I often get asked, 'So, why don't you use Google translate? Or, worse, 'I suppose these days you just use Google translate (GT) to translate the Bible.'
Here are several good reasons not to use GT:
1. Most minority languages are not on GT. The one we worked on only became available fairly recently, after the Bible was already translated.
2. GT uses a statistical method, relying on having lots of texts available in the language, and lots of translations of those texts into other languages. It then compares the two and guesses the translation. For minority languages, those don't yet exist in books, let alone online.
3. If you do use it it requires heavy checking and editing of the translation afterwards, which takes time, so you haven't gained anything.
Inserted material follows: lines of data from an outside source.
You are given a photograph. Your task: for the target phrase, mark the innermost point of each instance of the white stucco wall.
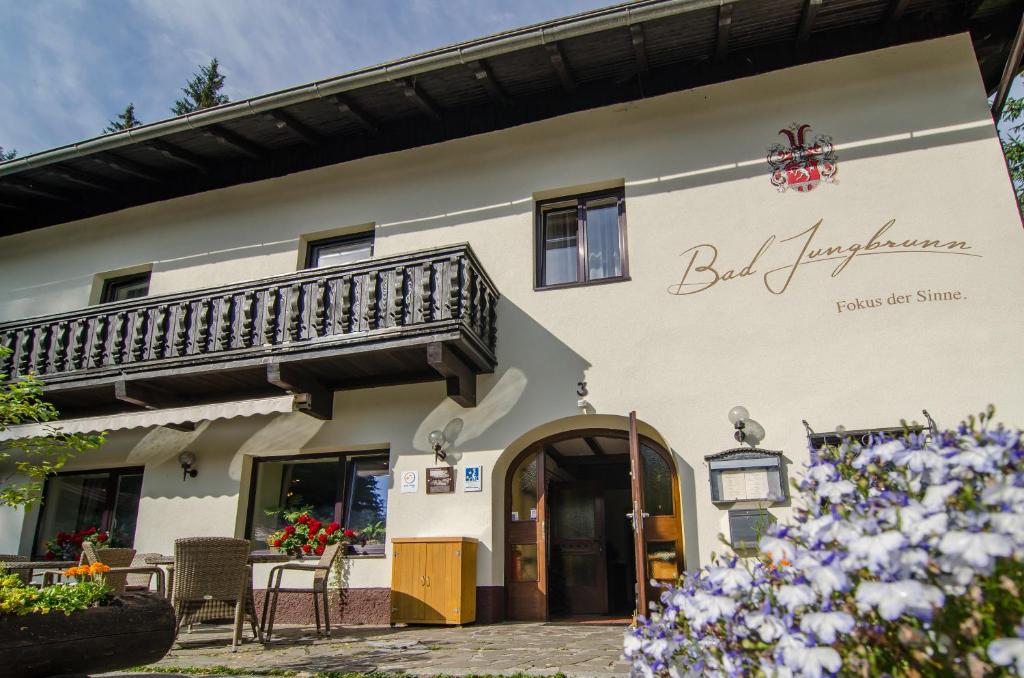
(915, 144)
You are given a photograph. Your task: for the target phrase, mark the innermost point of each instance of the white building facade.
(660, 255)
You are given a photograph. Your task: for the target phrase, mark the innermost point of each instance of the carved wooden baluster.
(44, 341)
(370, 314)
(26, 353)
(226, 322)
(481, 306)
(97, 352)
(426, 292)
(295, 308)
(346, 304)
(161, 333)
(60, 348)
(182, 328)
(120, 341)
(138, 335)
(81, 335)
(7, 357)
(398, 292)
(457, 290)
(248, 318)
(270, 325)
(318, 326)
(205, 321)
(492, 337)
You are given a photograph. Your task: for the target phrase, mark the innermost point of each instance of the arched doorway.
(571, 544)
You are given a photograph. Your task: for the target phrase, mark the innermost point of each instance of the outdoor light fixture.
(438, 441)
(187, 461)
(748, 430)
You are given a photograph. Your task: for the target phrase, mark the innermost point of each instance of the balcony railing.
(440, 296)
This is because it guesses the translation. Google does not, as far as I know employ real translators. The only way of improving the quality of Google translations is for many many people to click 'improve translation' and give Google feedback that way. Since minority groups are small, and often lack internet access, this isn't likely to happen. Bible translations need to be accurate, clear and natural. GT will give you an inaccurate, unclear and unnatural translation.
4. Google can't spot idioms like to 'run a meeting' or euphemisms like 'to pass on'. Nor can it cope with metaphors. A book like Isaiah is about 90% metaphor and 10% not. So Google can't understand Isaiah let alone translate it (you might be thinking you don't understand Isaiah too, but I'm sure you get it better than Google does).
5. The hardest thing about translation is people and cultures. Google is not into relationship building or anthropology
6. The next hardest thing is linguistics, which is not as predictable or mechanical as people think. Why would it be? Languages vary hugely. Few, even within language groups, are similar to each other. To under the linguistic problems in a text requires a Master's degree or higher. A BA would work for simpler texts. GT doesn't have one of those.
7. GT doesn't understand the differences between audiences. One translation won't usually work for different audiences, hence the plethora of translations of the Hebrew and Greek Bible into English. What we're trying to do is produce the first ever translation of the Bible into a given minority language. It can't choose which audience to translate for, let alone the purpose of that translation i.e. how it might be used. These days we don't start translating until we have got those kinds of answers nailed down, or rather community leaders have.
So, Google translate doesn't work for Bible translation. Guessing just won't cut the mustard.